Stabilization becomes available with lenses that manufacturers might not deem worthy to have IS in them, such as short focal length and/or wide aperture lenses. These lenses may still benefit from some IS in extremely dark conditions.
I can think of times when even f/1.4 at ISO 3200 seemed like a mere pittance (such as in the aquarium), and IS sure would have come in handy then! On the other hand, there are downsides to in-camera IS, too:
Not as effective as in-lens IS because it isn’t tailored to any specific focal length or optics.
Ineffective after a certain focal length due to limitations in how much the sensor can be deflected mechanically.
The effects are not visible through the viewfinder. Because only the sensor moves, you can’t tell how well it’s working until you snap a picture.
An argument that I have often tried to make when this subject comes up is that in-camera IS puts you in greater jeopardy if it fails. While most serious amateurs carry at least a couple of different lenses, many can’t afford to carry more than one camera body, or simply find it inconvenient for most outings. Now, I don’t know what happens when in-camera IS fails, but the fact remains that you no longer have IS. However, if your in-lens IS fails, you can always grab the next IS lens in your bag (even if it isn’t ideal for your shooting situation ((Ideal would be having two identical cameras and two identical lenses, but few can afford that luxury)).)
It has been said that Canon (in particular, but this applies equally to Nikon) hasn’t implemented in-camera IS on its mid- to high-end models simply because they are already pulling in a lot of money from selling IS lenses. That may be true; Canon is certainly in business to make money, and they’re good at it, too. However, it is my opinion that in-lens IS, while potentially more expensive because you buy many of the same parts multiple times, and while potentially limiting because you only have IS in the lenses the manufacturer chooses, is superior simply because each mechanism is suited to the focal length and optics to which it is bound. This is confirmed by Canon in the same Rebel XTi Whitepaper,
With the optical IS used by Canon, each lens with IS has a stabilizer unit designed for that lens’s needs. The unit in a lens such as the EF 28-135 f/3.5-5.6 IS USM or the EF-S 17-85 f/4-5.6 IS USM is vastly different from the powerful, broad movement stabilizers in lenses such as the EF 400mm f/2.8L IS USM or the EF 600mm f/4L IS USM.

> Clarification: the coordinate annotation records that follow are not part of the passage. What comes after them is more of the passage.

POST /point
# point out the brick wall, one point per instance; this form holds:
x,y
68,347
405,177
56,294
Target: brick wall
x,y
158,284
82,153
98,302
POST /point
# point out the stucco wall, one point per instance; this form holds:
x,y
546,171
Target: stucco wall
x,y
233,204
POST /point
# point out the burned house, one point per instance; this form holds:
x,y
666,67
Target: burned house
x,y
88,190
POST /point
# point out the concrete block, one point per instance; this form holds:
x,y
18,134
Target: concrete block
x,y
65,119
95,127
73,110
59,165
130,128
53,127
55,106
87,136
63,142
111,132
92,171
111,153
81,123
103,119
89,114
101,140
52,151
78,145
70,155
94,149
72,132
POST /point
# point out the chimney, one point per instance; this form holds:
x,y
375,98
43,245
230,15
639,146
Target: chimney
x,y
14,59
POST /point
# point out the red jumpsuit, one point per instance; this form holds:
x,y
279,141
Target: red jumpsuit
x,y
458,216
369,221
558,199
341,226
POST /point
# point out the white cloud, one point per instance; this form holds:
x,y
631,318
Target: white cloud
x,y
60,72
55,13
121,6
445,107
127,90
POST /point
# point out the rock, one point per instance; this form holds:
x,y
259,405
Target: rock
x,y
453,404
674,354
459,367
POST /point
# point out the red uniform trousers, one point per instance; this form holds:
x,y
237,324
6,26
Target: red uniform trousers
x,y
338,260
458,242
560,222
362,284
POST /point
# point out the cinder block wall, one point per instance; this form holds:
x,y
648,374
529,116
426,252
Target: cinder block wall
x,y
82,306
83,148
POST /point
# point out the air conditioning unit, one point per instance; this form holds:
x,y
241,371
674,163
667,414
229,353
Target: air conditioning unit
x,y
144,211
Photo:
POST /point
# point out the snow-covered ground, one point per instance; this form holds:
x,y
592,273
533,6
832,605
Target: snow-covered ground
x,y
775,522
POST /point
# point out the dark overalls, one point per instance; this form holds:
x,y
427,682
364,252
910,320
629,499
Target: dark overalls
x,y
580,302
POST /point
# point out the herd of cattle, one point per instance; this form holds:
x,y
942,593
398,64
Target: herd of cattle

If you’re swinging an 18-inch-long 600mm lens around, in-camera IS just isn’t going to cut it.
Another viewpoint is that more IS cannot possibly be bad, so we should encourage manufacturers to place IS systems in their cameras and their lenses. I read this argument in The Online Photographer, and the writer, a Mr. Mike Johnston, makes a number of good points. I shudder to think what might happen with both in-camera as well as in-lens stabilization systems running simultaneously, but more seemingly insurmountable engineering feats have certainly been demonstrated in photography in only the past couple of years.
If anyone wants to comment on the other manufacturers’ use of image stabilization or weigh in on which style of IS works best, just leave a comment.
As a wise man once said, “You shoot what you shoot.”